Di Indonesia, isu ini tampak jauh. Tapi dalam dunia global yang saling terhubung, dinamika keamanan di Eropa bisa mempengaruhi kita dalam banyak cara. Perdagangan global, harga energi, hingga stabilitas politik kawasan—semuanya bisa terdampak. Lebih dari itu, kebijakan Merz menyoroti dilema klasik yang juga kita hadapi: bagaimana membangun kekuatan nasional tanpa mengorbankan kesejahteraan rakyat? Bagaimana memastikan pertahanan yang memadai tanpa menumbuhkan ketakutan atau mengulang sejarah kelam?

TNI, seperti Bundeswehr, adalah simbol kekuatan negara. Namun kita juga tahu tantangan membangunnya: anggaran yang terbatas, kebutuhan modernisasi yang besar, dan tuntutan masyarakat untuk prioritas sosial lainnya. Merz, dalam versinya sendiri, sedang menghadapi dilema yang mirip. Ia punya visi: Jerman yang kuat agar tak perlu berperang. Tapi seperti banyak hal dalam sejarah, niat baik tak selalu sejalan dengan kenyataan politik. Dunia seringkali memberi dua pilihan buruk, bukan satu pilihan ideal.

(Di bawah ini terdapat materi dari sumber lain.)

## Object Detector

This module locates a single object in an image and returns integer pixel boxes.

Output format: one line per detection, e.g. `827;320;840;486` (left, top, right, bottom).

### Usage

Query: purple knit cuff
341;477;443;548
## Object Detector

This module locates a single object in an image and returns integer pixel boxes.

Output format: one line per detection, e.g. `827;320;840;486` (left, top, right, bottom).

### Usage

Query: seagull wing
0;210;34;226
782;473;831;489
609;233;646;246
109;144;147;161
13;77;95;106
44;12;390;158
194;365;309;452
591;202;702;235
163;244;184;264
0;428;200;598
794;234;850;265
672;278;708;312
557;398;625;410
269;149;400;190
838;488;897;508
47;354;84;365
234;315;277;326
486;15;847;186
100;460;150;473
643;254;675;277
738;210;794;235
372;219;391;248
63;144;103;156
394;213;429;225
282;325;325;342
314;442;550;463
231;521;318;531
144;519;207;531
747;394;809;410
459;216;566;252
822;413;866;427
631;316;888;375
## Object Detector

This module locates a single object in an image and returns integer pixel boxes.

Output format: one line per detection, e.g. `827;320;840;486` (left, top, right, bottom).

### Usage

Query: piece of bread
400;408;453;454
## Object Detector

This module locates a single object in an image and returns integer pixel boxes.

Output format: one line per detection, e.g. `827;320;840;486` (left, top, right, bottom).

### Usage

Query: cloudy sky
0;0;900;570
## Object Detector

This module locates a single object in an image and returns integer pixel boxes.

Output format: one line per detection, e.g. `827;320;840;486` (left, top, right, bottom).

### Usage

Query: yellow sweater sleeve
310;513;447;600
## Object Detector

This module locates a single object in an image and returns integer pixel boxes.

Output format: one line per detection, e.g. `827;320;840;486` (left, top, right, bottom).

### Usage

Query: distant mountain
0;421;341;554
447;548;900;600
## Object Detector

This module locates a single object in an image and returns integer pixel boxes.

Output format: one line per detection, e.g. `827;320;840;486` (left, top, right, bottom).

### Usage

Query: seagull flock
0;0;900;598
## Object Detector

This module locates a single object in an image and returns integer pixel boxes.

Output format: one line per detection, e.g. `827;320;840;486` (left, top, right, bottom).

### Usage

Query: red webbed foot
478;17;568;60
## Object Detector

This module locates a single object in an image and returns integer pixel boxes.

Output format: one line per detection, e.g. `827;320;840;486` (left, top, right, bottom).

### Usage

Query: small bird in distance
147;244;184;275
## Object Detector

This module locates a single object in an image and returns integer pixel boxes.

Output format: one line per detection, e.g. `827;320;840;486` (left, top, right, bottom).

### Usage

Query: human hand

Apa yang kita lihat di Berlin hari ini adalah potret dari dunia yang sedang berubah cepat, kadang terlalu cepat untuk bisa dicerna sepenuhnya. Merz mewakili gelombang pemimpin baru yang mencoba menjawab tantangan masa depan dengan bahasa yang lebih tegas, lebih militeristik. Apakah ini langkah yang benar? Hanya waktu yang bisa menjawab. Tapi satu hal pasti: pertarungan antara idealisme dan realitas terus berlangsung, bukan hanya di Eropa, tapi juga di mana-mana, termasuk di Indonesia.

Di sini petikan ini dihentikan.